95 women, including 47 FSWs, were followed for a median of 32 months (interquartile range [IQR], 20-41). At HAART initiation, the median CD4 count was 147 cells/μl (IQR, 79-183) and 144 cells/μl (100-197), and the mean PVLs were 4.94 log₁₀copies/ml (95% confidence interval [CI], 4.70-5.18) and 5.15 log₁₀ copies/ml (4.97-5.33), in FSWs and non-FSWs, respectively. Four FSWs died during follow-up (mortality rate: 1.7 per 100 person-years) and none among other women. At 36 months, the median CD4 count increase was 230 cells/μl (IQR, 90-400) in FSWs vs. 284 cells/μl (193-420) in non-FSWs; PVL was undetectable in 81.8% (95% CI, 59.7-94.8) of FSWs vs. 100% (83.9-100) of non-FSWs; and high adherence to HAART (> 95% pills taken) was reported by 83.3% (95% CI, 67.2-93.6), 92.1% (95% CI, 78.6-98.3), and 100% (95% CI, 54.1-100) of FSWs at 6, 12, and 36 months after HAART initiation, respectively, with no statistical difference compared to the pattern observed among non-FSWs.

Conclusions

Clinical and biological benefits of HAART can be maintained over the long term among FSWs in Africa and could also lead to important public health benefits.

Highly active antiretroviral therapy (HAART) programmes are now widely available in Africa. High and sustainable efficacy, similar to that achieved in industrialised settings, can be obtained despite frequent treatment initiation at a later stage of HIV disease progression [1–4]. Beside individual benefits, HAART also has potential public health benefits [5], through reduced HIV genital shedding [6] and decreased transmission [7–10], which forms the core hypothesis of the much debated 'Treatment as Prevention' concept [11].

Professional female sex workers (FSWs), alongside less visible groups involved in part-time transactional sex such as bar workers, mobile fruit sellers [12], represent an important core HIV transmitter group that plays a central role in the dynamics of HIV transmission in West Africa [13, 14]. The estimated population attributable fraction for prevalent HIV infection related to sexual contact with FSWs was 84% and 76% in the male adult populations of Accra (Ghana) and Cotonou (Benin) in the early 2000's, respectively [15]. Several HIV prevention intervention programmes have targeted high-risk populations by providing access to condoms, promoting behaviour change and offering sexually transmitted infections (STI) care [16, 17], but few programmes have specifically provided HAART, because of the logistical difficulty of implementing complex programmes in these often marginalised and hard-to-reach populations, with perceived poor social or familial support for drug adherence. We hypothesised that this group would have a similar adherence to HAART as non-FSWs, and consequently would have similar treatment outcomes, provided sufficient support is supplied by health care services and the community.

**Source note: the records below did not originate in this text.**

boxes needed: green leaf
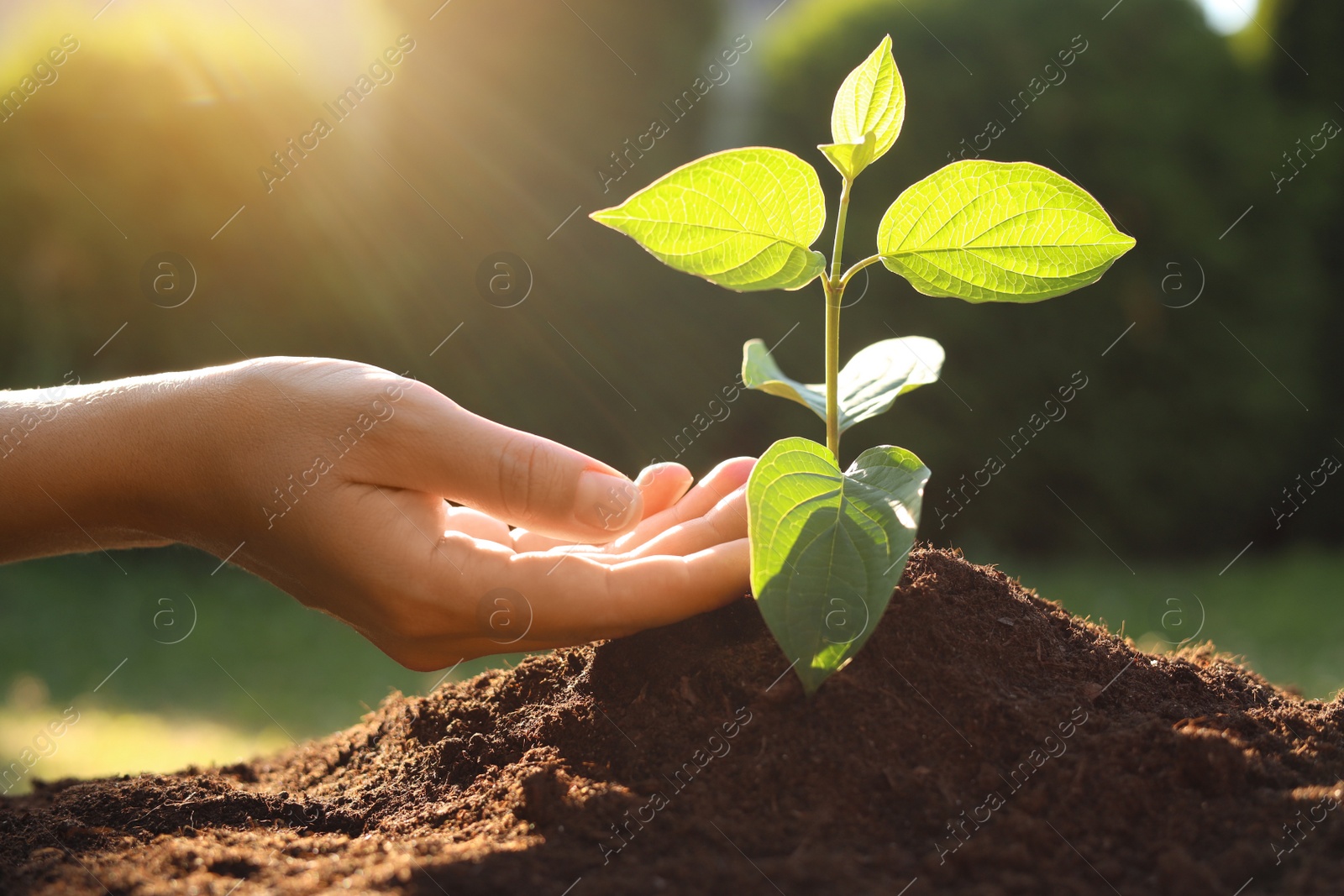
[742,336,943,432]
[590,146,827,291]
[817,130,878,180]
[820,35,906,180]
[748,438,929,694]
[878,161,1134,302]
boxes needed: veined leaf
[742,336,943,432]
[820,35,906,180]
[590,146,827,291]
[748,438,929,693]
[817,130,878,180]
[878,161,1134,302]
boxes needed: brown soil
[0,549,1344,896]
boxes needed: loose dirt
[0,549,1344,896]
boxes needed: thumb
[386,387,643,544]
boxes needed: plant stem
[840,255,882,289]
[825,177,853,464]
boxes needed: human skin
[0,358,753,670]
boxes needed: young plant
[591,36,1134,694]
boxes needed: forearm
[0,368,219,562]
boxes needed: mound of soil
[0,549,1344,896]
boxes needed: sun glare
[0,0,399,103]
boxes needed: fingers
[634,464,695,517]
[444,506,513,547]
[612,457,755,553]
[512,464,694,553]
[373,536,750,670]
[368,385,643,542]
[625,485,748,558]
[512,538,750,643]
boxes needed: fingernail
[574,470,643,532]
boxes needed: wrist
[0,368,227,560]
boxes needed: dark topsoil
[0,549,1344,896]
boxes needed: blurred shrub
[762,0,1327,556]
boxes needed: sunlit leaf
[822,35,906,179]
[748,438,929,693]
[878,160,1134,302]
[742,336,943,432]
[590,146,827,291]
[817,130,878,180]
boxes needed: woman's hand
[0,359,753,670]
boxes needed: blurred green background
[0,0,1344,778]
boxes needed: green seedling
[591,36,1134,694]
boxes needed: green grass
[0,548,518,739]
[989,547,1344,700]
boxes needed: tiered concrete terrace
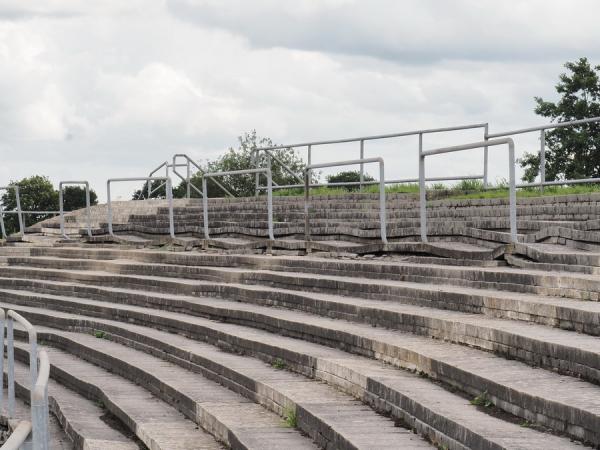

The objectives of the research were to measure the long term virological, immunological and clinical efficacy of HAART in a cohort of FSWs in Burkina Faso and contrast these treatment outcomes with those obtained among in a contemporary cohort of non-FSW HIV-positive women taking HAART.

Setting and patients

We conducted a prospective observational study nested within the Yerelon open cohort of high-risk women (ANRS 1222) described previously [18]. Since 1998, the Yerelon programme has been offering confidential HIV prevention and care services to professional and non-professional FSWs living in Bobo-Dioulasso, Burkina Faso [12]. Participants were recruited between December 2003 and January 2005 for the first enrolment period, and between March 2007 and September 2007 for the second enrolment period. Potential participants were recruited through a network of peer-educators, then enrolled if eligible and consenting to study procedures and followed up at a dedicated clinic located within a public health facility. All participants benefited from frequent and regular peer-led information and education sessions on condom use, HIV and STI prevention, and HIV disease progression. Between August 2004 and January 2005, women from local organizations of people living with HIV/AIDS (PLWHA) and from the University Hospital in Bobo-Dioulasso were recruited additionally to participate in two trials of Herpes Simplex Virus (HSV) suppressive therapy [6, 19], resulting in both FSWs and non-FSWs to form the cohort population. Since April 2004, HAART has been provided to HIV-infected participants who were or became eligible according to the WHO guidelines for HIV care [20]. At that date, 23 women from local PLWHA organizations and the University Hospital were already on HAART.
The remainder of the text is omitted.